When Janie Cisneros walked onto Singleton Boulevard on April 22, 2024, she knew she was breaking the law. So, too, did the four individuals flanking her who stepped onto the road and sat down along its edge. Within a few seconds, a supervising Dallas police officer pulled his vehicle into the lane, blocking the group from oncoming traffic. Within a few minutes, their drivers licenses were collected and they were issued citations for obstructing the roadway.
Cisneros is the leader of Singleton United, a West Dallas community group dedicated to shutting down the GAF shingle factory on Singleton Boulevard because they believe the plant is creating pollution that impacts their health. The activists succeeded in shutting down the factory on Earth Day this year in a planned demonstration of civil disobedience.
But on Tuesday afternoon, a Dallas County judge kept the environmentalists’ dream of putting the plant on trial from being realized, siding with state prosecutors who argued the case was a “straightforward” one pertaining to liability, not motive or cause.
Cisneros and her fellow defendants — nonprofit director Jim Schermbeck, Justice for Joppa Co-Chair Emmanuel Davis, environmental justice advocate Allen McGill and retired attorney Ruth Alhilali — were found guilty and fined $97 for the street-blocking stunt.

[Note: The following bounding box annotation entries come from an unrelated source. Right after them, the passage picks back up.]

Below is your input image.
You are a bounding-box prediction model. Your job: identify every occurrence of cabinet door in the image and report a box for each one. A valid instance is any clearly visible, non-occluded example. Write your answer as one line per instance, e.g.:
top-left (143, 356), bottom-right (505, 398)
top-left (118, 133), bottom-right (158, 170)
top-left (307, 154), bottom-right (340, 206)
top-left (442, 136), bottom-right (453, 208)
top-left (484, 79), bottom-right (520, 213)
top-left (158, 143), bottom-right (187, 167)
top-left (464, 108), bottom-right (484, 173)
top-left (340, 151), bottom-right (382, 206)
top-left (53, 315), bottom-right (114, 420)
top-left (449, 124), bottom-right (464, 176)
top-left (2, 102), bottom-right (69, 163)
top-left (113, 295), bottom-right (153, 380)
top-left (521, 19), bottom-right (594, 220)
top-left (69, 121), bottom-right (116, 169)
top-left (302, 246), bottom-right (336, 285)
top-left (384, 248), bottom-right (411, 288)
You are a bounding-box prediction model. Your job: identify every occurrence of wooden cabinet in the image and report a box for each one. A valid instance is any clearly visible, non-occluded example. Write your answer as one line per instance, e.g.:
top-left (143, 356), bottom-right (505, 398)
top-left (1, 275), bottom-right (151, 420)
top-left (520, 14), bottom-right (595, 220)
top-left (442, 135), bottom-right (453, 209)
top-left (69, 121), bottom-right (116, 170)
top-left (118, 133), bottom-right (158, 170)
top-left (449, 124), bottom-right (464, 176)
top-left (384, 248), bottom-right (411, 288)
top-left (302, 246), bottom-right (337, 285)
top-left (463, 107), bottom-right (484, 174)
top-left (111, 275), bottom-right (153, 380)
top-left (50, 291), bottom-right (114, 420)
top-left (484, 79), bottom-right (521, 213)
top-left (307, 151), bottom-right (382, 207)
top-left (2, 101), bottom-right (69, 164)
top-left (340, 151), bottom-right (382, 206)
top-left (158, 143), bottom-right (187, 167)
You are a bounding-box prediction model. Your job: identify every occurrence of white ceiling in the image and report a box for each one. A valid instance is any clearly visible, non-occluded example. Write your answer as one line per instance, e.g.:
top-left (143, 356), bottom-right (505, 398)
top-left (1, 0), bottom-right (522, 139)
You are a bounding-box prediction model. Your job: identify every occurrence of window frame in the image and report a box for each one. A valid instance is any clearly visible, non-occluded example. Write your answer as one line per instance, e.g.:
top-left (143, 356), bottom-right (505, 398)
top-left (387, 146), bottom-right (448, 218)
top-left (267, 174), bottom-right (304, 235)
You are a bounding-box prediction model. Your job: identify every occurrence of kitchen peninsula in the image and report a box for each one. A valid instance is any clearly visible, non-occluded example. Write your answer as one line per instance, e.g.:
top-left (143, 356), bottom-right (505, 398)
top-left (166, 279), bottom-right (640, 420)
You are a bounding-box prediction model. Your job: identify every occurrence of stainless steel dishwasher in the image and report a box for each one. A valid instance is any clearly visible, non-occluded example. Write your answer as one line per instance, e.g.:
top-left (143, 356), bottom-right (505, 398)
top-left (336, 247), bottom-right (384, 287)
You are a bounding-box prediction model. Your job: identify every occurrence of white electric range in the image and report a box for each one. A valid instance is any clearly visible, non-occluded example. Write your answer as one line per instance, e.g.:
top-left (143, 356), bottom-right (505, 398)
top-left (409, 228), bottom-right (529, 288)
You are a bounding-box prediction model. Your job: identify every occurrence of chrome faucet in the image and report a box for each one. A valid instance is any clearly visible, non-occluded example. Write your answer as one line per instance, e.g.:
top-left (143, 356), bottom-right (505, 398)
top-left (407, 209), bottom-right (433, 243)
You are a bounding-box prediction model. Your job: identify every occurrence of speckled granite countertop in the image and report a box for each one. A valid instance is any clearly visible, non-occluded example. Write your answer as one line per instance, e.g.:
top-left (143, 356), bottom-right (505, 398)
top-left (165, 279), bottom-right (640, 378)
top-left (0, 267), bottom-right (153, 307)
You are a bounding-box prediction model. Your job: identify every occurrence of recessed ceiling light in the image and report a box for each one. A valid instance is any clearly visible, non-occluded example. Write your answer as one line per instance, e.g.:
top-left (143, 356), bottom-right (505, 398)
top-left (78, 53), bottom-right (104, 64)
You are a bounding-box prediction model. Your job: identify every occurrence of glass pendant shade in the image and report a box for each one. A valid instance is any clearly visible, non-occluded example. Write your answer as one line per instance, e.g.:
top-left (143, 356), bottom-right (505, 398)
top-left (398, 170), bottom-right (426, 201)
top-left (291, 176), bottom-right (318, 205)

“We wanted to present our defense and talk about why we took this action, which was necessary, on April 22. It’s a shame that we didn’t get to present that,” Cisneros told the Observer after the trial. “[Civil disobedience] was an avenue of last resort, considering all the other avenues that we have sought and have been stalled and obstructed by the city, the state, GAF itself.”
The Trial the Defendants Had Wanted
Cisneros, Schermbeck, Davis, McGill and Alhilali had intended to tell the court that because of the conditions caused by the GAF shingle factory that West Dallas residents have endured, they had no choice but to break the law and raise awareness for environmental injustices.
“We were doing what anyone would do to protect their children,” Cisneros said on the stand, adding that the “stench” emitted from the factory regularly gives her headaches and prevents her from enjoying her yard.
Her testimony was one of few moments where direct references to GAF were allowed.
At the trial’s start, Dallas County Judge Marcia Tillman sustained a motion by the prosecution to keep the mens rea — or the mental state of each defendant at the time they committed the crime — out of the case. This resulted in questioning that pertained almost exclusively to the semantics of roadway engagement: whose foot stepped into the road at what time? How many inches into the road was the step? How many cars were passing by at that moment? Did the Dallas Police Department block the road “milliseconds or many seconds” later?
The organizers each maintained that the Earth Day protest had been planned “for months” alongside the Dallas Police Department, and each individual who took the stand claimed the step into the road had been approved by a liaison for the department.
But two officers who were on the scene the day of the protest claimed they had not been informed of the protesters' plans to venture into the roadway. Body camera footage viewed in the courtroom showed officers approaching each of the defendants as they sat in the entryway of the GAF factory and asking them to move out of the roadway. One protester can be heard responding they would not comply, and another stated they’d hoped to be arrested.
“If we didn’t take action they were going to get hit by a vehicle,” said Officer Dylan Nelson, who helped issue the citations given to the protesters.
Additionally, testimony referencing a Texas A&M University study released earlier this year that found evidence of “toxic air” conditions in the neighborhood surrounding the factory was repeatedly objected to, with the state maintaining that an expert witness would be required to speak to the studies findings.
Cisneros said she was “frustrated” by questioning she faced on the stand, which she felt precluded her from fully sharing her firsthand experiences as a homeowner living several hundred feet from the GAF factory. Defense Attorney Bruce Anton also seemed frustrated as the trial concluded, stating he was unable to present the necessity defense that had been planned due to the court’s refusal to accept each activist's firsthand knowledge and testimony without an expert witness present.
“The city attorney’s office wants the public to know there is no room for peaceful protest in Dallas,” Anton said in his closing argument.
Anton and Cisneros both said they intend to appeal the ruling.
“While I may not be a doctor, we see the emissions, we experience what we experience when we inhale the pollution,” Cisneros said after the trial’s conclusion. “This is a community that's hurting, that's sick and it's going to continue to keep being sick as long as the facility stays open. It is continuous harm on a daily basis. So us sitting down for those few minutes on April 22 is nothing compared to that harm.”